If it's just a matter of making the default priority "invisible", you can try setting org-priority-default to 32 (the ASCII code for SPACE):

(setq-default org-priority-default 32) 

That might break other things (e.g. trying to bump up the priority of a headline without a priority cookie using org-priority-up will signal an error). You can try to limit the damage by using setq-local in a buffer, so that only that buffer will see the breakage, but if you are dealing with multiple buffers (e.g. you want the agenda column view), then the setq-default is a blunt but more convenient instrument than using setq-local on each agenda file buffer.

Or you might not care about the org-priority-(up|down) breakage, but there might be other breakage as well - I don't know.

If you try it, reset org-priority-default to its default value to fix the breakage:

(setq-default org-priority-default 66) 

where 66 is the ASCII code for B.

In summary: caveat emptor and do this at your own peril.

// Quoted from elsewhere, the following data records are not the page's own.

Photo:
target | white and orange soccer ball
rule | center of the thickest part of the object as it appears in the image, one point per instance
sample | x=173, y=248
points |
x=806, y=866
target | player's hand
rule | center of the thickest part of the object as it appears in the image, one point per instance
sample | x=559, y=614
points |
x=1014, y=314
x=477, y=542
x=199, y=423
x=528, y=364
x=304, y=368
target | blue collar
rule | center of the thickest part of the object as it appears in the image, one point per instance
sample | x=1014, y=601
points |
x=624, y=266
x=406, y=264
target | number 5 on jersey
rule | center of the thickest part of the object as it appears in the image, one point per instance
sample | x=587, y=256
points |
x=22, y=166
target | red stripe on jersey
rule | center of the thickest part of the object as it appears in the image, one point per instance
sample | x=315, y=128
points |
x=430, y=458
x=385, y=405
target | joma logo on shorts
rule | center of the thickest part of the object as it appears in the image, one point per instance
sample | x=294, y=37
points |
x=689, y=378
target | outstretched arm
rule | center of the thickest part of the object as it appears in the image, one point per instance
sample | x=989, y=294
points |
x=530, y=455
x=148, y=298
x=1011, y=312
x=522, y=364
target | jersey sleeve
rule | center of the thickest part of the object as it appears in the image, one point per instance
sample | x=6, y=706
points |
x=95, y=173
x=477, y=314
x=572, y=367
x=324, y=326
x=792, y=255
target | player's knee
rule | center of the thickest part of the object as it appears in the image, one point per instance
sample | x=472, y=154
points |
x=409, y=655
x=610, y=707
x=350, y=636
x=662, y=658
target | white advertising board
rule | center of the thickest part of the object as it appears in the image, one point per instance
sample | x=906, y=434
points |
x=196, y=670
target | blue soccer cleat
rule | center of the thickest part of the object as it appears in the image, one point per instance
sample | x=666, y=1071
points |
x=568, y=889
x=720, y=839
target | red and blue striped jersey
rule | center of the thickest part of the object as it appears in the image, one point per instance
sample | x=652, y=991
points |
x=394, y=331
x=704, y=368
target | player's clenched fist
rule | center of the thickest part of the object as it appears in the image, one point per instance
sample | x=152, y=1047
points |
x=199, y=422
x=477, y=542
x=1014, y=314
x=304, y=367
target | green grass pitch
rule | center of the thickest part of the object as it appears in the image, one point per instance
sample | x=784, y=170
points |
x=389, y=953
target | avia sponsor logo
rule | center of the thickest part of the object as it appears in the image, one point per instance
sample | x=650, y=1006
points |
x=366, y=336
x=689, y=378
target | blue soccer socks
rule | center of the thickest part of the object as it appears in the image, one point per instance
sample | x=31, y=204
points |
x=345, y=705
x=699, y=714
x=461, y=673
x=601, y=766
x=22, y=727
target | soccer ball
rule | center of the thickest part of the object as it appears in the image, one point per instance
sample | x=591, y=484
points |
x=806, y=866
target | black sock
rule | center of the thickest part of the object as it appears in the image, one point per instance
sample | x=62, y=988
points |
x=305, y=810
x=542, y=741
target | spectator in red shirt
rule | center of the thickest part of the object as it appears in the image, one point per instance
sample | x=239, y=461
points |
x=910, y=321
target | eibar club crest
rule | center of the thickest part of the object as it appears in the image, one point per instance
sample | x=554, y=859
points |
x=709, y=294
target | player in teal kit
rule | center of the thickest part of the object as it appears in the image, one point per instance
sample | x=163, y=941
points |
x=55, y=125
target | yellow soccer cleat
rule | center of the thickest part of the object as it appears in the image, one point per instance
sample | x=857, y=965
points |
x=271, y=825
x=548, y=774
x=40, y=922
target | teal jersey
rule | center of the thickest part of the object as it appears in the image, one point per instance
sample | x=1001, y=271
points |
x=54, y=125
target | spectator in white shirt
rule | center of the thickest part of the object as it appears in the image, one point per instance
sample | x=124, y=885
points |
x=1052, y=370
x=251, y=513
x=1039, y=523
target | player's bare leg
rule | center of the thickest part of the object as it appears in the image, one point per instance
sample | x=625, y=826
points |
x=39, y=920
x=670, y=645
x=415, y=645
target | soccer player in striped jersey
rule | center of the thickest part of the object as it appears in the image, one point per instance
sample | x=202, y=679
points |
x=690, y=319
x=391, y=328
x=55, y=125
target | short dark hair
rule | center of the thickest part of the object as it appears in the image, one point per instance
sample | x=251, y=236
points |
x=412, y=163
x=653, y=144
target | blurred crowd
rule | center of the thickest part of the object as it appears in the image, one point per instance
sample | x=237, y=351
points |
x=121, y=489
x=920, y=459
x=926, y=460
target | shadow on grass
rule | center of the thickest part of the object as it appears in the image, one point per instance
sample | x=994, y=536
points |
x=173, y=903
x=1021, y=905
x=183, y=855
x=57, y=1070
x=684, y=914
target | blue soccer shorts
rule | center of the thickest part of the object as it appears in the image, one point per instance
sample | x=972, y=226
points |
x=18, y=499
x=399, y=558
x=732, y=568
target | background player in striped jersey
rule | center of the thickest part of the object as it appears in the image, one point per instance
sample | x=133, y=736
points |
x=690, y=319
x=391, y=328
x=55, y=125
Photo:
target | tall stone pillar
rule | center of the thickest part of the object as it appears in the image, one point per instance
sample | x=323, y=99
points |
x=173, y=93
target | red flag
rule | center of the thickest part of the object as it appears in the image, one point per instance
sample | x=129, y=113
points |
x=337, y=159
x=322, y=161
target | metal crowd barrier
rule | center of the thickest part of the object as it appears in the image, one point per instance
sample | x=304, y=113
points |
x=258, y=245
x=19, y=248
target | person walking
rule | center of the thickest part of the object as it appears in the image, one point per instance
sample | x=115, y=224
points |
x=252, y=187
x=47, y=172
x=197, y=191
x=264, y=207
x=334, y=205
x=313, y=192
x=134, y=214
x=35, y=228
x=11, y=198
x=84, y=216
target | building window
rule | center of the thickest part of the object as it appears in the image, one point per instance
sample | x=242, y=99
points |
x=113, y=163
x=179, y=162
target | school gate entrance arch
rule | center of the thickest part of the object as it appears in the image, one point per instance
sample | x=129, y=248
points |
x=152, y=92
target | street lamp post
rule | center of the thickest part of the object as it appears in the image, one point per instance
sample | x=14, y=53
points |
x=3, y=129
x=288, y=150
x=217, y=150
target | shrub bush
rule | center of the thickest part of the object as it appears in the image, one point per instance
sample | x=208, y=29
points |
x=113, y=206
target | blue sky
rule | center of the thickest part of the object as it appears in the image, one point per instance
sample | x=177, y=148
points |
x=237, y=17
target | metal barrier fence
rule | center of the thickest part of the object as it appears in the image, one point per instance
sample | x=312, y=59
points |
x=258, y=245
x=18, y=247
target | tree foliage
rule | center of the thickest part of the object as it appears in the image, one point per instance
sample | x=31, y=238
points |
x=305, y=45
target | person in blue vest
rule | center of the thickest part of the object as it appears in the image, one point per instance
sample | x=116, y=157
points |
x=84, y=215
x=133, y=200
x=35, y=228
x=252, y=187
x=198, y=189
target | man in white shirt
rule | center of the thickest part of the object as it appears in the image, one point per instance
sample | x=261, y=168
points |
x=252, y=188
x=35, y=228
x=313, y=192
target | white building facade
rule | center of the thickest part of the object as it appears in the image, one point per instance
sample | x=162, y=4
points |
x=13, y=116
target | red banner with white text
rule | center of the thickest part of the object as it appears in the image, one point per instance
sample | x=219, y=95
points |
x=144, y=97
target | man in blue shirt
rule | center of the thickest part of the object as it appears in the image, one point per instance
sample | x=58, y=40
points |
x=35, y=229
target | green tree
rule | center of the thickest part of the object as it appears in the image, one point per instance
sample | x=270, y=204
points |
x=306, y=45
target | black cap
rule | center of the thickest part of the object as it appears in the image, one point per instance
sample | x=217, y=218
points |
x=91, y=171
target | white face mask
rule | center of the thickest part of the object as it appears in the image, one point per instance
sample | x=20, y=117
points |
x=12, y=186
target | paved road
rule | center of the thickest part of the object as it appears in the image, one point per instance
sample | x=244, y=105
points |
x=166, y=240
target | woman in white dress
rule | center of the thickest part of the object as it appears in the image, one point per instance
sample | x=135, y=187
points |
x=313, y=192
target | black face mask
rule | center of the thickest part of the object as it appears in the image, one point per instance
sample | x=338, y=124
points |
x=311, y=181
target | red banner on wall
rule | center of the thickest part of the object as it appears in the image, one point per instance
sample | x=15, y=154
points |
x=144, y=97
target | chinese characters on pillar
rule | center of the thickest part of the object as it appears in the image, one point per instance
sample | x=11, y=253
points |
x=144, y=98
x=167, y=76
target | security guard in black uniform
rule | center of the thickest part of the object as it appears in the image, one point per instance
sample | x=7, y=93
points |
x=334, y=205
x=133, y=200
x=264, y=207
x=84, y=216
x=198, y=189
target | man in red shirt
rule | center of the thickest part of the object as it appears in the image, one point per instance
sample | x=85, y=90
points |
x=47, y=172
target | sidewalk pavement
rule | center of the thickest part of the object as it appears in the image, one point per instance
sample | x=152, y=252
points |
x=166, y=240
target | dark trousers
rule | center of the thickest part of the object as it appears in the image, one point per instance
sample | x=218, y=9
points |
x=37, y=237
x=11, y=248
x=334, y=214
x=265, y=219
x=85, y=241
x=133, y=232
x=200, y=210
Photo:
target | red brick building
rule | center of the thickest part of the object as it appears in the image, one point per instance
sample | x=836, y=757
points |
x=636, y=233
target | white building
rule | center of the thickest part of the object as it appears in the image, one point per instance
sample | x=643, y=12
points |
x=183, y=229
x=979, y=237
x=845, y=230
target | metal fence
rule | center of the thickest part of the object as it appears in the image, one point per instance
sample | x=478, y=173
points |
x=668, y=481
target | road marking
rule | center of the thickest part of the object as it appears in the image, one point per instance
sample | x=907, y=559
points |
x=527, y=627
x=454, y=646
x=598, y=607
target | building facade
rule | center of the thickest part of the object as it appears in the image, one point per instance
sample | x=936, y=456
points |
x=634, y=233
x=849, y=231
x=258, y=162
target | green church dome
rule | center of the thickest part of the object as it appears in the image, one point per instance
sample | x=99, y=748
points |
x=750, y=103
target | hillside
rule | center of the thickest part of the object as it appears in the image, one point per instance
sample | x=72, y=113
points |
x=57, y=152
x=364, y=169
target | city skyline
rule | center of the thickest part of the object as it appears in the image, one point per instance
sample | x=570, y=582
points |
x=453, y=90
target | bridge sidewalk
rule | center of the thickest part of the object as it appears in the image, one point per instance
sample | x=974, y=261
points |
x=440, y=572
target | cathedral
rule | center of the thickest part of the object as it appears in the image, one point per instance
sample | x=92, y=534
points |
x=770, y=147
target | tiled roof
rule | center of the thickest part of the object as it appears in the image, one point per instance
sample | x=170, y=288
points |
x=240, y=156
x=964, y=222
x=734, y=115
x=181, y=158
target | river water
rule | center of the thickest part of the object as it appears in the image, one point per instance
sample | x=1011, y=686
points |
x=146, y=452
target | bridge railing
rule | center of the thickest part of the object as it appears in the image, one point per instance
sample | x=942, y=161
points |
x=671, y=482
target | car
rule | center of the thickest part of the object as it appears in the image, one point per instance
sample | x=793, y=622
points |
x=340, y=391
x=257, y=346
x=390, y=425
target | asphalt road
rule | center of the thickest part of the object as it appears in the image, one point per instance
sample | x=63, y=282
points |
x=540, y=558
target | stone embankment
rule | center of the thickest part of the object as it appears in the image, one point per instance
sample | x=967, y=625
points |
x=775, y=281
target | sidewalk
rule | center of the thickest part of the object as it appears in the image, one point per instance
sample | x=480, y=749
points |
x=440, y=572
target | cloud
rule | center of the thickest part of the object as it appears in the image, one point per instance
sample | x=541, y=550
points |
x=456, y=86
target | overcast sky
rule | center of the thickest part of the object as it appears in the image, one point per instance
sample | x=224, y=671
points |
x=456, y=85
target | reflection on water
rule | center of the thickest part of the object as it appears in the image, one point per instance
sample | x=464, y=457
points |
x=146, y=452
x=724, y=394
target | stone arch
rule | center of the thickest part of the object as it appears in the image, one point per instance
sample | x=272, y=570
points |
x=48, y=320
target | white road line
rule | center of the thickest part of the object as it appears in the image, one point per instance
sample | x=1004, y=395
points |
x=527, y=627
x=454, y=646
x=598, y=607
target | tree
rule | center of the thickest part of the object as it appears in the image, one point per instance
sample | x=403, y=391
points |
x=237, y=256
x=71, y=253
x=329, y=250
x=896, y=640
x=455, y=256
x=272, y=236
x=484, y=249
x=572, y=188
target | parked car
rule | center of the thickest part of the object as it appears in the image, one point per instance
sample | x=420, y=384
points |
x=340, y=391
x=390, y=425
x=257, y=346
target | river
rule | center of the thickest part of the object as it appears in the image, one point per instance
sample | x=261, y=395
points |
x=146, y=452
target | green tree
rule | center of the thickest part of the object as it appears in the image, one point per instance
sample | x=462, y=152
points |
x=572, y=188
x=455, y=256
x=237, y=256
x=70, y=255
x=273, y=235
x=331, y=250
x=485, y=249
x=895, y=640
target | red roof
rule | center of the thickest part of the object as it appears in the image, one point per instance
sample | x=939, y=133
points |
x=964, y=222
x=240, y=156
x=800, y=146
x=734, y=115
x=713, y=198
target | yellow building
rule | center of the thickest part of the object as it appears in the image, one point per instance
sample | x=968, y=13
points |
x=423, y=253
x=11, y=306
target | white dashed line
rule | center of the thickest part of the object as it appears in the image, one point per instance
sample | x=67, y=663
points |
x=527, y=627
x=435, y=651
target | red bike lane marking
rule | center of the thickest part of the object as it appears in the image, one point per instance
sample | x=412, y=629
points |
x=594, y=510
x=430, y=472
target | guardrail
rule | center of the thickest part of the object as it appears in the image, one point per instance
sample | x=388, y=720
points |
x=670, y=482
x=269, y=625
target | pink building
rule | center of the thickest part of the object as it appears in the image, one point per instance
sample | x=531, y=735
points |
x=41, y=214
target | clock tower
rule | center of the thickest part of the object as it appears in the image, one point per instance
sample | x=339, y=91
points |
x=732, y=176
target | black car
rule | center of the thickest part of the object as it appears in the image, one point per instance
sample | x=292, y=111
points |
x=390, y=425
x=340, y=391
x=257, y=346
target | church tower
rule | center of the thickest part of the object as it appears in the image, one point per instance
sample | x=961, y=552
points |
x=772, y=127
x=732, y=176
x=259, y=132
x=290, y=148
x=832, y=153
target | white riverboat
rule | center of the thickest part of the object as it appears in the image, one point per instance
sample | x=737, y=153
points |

There is no warranty at all.

EDIT: You could probably advise org-columns (and/or org-agenda-columns) to do the default setting of org-priority-default before the call to the original function; and org-columns-quit to do the unsetting after the call to the original function. That way, when you activate column view, you don't get to see the default priority (and presumably, you don't try to set/change priorities: the underlying buffer in column view is (partially) read-only, but there are ways to modify properties and propagate them back I believe). Then when you exit column view, everything goes back to "normal". But I have not tested this and there are lots of things that could go wrong, I think.